“People really can make a difference. I feel like we’re helping the community by doing this,” said Vanguard baseball player Brandon Godfrey, who also participated in the count.
The project is the first comprehensive attempt to count Costa Mesa’s chronically homeless population, said Larry Haynes, executive director of Mercy House, which offers programs to prevent homelessness and transitional housing to people trying to get off the streets in Orange County and Ontario.
“A lot of the times people’s perception of a problem and its extent or nonexistence depends on ideology,” Haynes said. “Now we have facts, and it’s not a left thing or a right thing. What we do with those facts now as a community is the issue.”
Volunteers counted four preschool-aged children living on the streets of Costa Mesa during the count, along with numerous people sleeping in city parks and in their cars.
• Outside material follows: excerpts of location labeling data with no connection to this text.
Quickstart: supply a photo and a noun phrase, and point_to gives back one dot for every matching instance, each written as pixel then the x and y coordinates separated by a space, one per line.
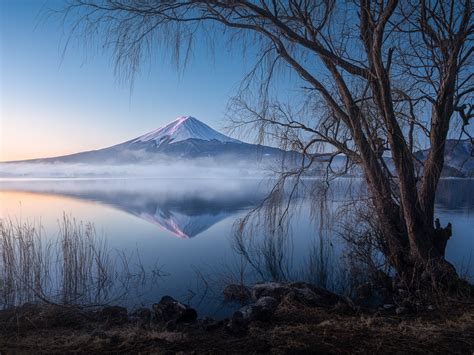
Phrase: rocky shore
pixel 276 317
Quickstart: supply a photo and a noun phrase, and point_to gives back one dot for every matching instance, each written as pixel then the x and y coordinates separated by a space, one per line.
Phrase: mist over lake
pixel 185 227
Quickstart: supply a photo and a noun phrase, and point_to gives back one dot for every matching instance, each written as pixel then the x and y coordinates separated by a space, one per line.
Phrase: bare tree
pixel 376 76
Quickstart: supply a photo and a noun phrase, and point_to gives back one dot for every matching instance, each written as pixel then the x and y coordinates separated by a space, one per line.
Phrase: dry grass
pixel 300 329
pixel 76 267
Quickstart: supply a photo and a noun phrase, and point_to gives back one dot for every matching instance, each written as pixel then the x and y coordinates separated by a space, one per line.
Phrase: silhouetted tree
pixel 376 77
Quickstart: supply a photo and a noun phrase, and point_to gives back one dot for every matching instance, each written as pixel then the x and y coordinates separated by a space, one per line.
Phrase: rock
pixel 141 315
pixel 237 325
pixel 113 315
pixel 301 292
pixel 235 292
pixel 261 310
pixel 98 334
pixel 210 324
pixel 168 309
pixel 272 289
pixel 388 306
pixel 265 307
pixel 401 310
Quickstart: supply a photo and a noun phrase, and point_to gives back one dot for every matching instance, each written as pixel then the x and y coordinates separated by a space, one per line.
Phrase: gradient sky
pixel 53 105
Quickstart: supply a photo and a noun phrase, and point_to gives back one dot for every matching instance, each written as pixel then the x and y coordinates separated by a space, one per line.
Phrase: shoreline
pixel 277 319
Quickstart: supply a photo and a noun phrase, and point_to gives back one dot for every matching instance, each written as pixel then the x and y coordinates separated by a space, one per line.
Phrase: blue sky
pixel 55 105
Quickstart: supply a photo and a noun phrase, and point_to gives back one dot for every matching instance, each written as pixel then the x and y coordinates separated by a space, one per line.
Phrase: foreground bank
pixel 277 318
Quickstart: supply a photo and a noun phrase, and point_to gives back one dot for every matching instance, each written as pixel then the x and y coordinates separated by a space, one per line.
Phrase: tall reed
pixel 77 267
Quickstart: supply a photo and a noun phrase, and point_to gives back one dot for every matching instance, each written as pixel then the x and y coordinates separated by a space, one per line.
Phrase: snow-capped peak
pixel 183 128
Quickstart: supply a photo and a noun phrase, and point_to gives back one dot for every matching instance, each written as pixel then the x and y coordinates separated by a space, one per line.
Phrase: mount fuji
pixel 185 138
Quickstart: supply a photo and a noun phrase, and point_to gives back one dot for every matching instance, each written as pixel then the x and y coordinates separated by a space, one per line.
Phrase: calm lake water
pixel 184 229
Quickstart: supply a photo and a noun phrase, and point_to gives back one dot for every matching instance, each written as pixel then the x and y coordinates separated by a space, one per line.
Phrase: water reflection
pixel 184 208
pixel 203 211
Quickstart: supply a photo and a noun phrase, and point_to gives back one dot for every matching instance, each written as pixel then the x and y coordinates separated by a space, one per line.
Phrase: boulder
pixel 236 292
pixel 271 289
pixel 302 292
pixel 168 309
pixel 112 315
pixel 142 315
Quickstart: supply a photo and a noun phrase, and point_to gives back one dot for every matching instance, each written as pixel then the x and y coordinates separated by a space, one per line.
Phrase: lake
pixel 181 231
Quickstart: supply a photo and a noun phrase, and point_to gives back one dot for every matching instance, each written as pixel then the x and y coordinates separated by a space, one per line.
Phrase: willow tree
pixel 385 75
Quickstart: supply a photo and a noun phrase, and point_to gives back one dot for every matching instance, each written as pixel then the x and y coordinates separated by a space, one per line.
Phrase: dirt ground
pixel 291 330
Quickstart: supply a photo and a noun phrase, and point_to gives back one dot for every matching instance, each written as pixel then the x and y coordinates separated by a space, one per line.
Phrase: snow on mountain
pixel 184 139
pixel 181 129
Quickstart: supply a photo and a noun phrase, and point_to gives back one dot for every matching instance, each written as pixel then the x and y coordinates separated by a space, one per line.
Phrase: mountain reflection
pixel 185 208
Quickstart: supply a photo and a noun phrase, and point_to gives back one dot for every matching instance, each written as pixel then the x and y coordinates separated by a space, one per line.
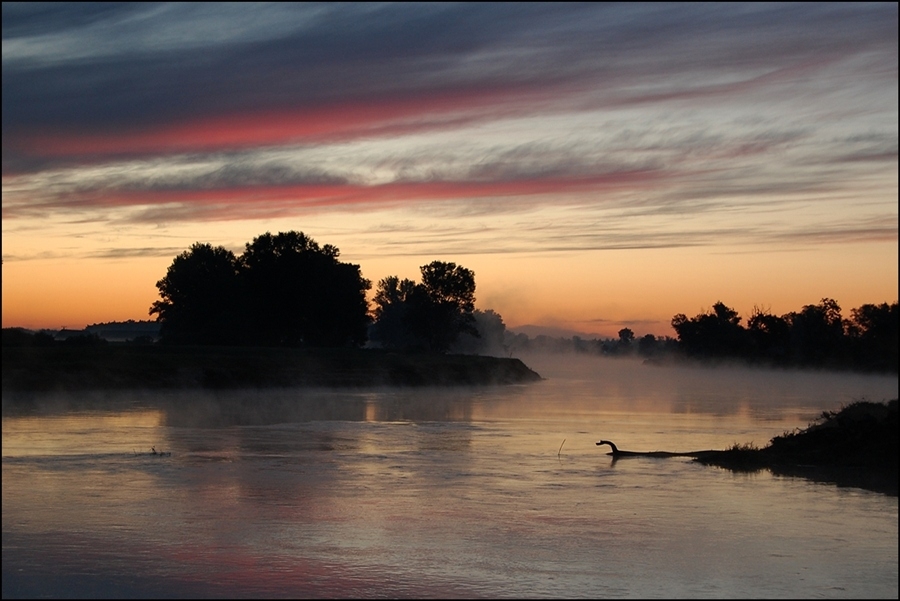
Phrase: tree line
pixel 816 336
pixel 287 290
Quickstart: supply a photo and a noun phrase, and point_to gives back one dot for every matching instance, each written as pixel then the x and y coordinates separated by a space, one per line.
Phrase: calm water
pixel 494 492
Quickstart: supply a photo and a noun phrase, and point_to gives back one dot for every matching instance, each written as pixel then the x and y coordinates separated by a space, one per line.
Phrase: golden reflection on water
pixel 71 434
pixel 467 492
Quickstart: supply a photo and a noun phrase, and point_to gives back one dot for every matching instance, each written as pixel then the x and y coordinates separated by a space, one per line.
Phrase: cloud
pixel 573 127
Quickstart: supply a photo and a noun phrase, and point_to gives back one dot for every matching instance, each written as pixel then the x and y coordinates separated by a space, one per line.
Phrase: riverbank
pixel 67 368
pixel 856 446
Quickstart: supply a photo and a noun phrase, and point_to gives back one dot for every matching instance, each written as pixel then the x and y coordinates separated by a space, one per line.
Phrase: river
pixel 425 493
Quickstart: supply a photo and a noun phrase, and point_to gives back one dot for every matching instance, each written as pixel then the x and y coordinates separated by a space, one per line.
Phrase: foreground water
pixel 493 492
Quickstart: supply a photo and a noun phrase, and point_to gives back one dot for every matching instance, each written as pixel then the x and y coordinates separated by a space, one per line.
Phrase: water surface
pixel 489 492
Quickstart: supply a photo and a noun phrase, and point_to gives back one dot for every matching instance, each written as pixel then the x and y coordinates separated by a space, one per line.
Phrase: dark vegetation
pixel 284 290
pixel 856 446
pixel 816 337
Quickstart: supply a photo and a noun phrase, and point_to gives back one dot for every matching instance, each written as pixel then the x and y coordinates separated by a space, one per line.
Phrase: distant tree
pixel 647 345
pixel 770 335
pixel 299 293
pixel 715 333
pixel 430 315
pixel 817 333
pixel 284 290
pixel 199 297
pixel 874 331
pixel 392 302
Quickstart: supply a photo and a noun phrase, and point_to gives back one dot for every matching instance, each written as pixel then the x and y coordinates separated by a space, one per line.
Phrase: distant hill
pixel 122 331
pixel 533 331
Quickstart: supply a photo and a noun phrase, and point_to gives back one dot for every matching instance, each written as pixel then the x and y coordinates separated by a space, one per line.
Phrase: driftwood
pixel 616 453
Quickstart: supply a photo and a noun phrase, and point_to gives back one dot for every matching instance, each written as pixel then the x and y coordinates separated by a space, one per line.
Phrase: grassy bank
pixel 856 446
pixel 66 368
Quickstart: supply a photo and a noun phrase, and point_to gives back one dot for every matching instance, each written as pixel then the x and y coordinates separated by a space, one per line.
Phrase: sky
pixel 597 166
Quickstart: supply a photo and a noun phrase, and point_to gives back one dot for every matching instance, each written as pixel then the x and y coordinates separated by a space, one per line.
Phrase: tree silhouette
pixel 817 333
pixel 284 290
pixel 715 333
pixel 426 316
pixel 874 335
pixel 200 297
pixel 301 294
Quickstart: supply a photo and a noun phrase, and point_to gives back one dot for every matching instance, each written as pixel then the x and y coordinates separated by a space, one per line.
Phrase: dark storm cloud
pixel 97 66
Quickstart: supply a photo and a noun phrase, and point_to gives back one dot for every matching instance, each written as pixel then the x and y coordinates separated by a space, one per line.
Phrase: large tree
pixel 430 315
pixel 200 297
pixel 284 290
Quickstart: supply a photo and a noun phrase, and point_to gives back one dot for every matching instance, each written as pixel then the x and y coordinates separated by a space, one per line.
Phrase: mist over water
pixel 490 492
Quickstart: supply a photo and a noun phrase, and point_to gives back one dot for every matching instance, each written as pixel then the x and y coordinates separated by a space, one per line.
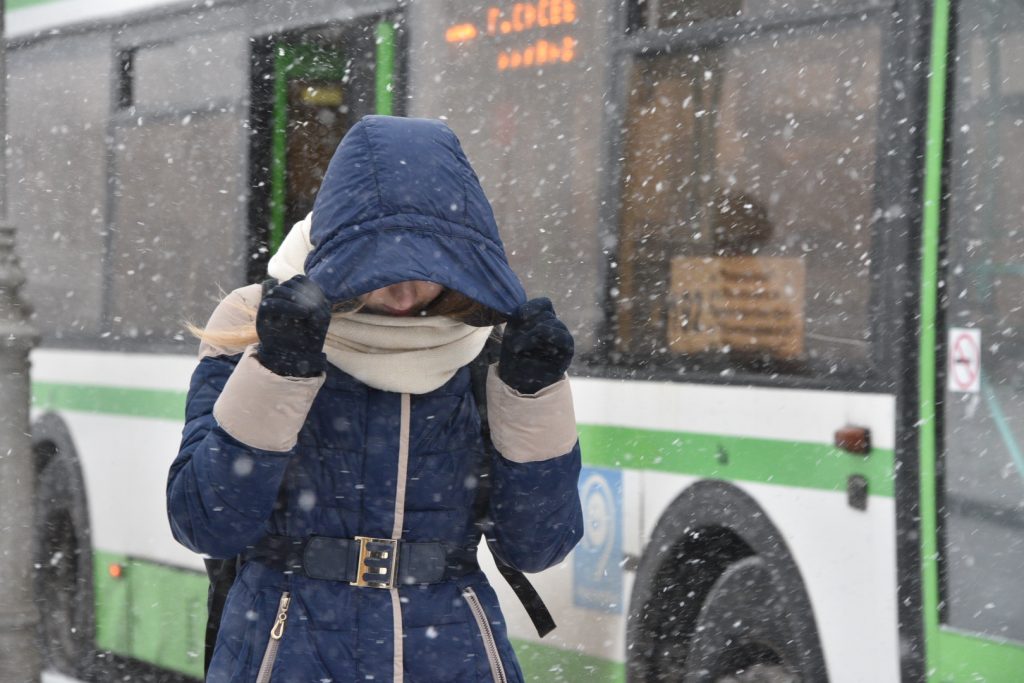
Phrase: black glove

During Wednesday night’s count, volunteers saw the heaviest concentrations of homeless people in Schiffer, TeWinkle and Lions parks, and clusters between Fairview Road and Harbor Boulevard.
Organizers hope the effort will result in an accurate estimate of the number of homeless people in the city and identify their needs to help eliminate homelessness.
More volunteers, including athletes from Vanguard’s soccer team, will head out next week to do more counts.
“The data we have collected is fresh data and has the potential to tell us who is out on the streets and what their needs are,” said Ed Clarke, chairman of the department of anthropology and sociology at Vanguard.
Clarke has headed up efforts at the university to conduct the count.
Vanguard and Mercy hope to conduct more detailed surveys of the chronically homeless in Costa Mesa over the next year.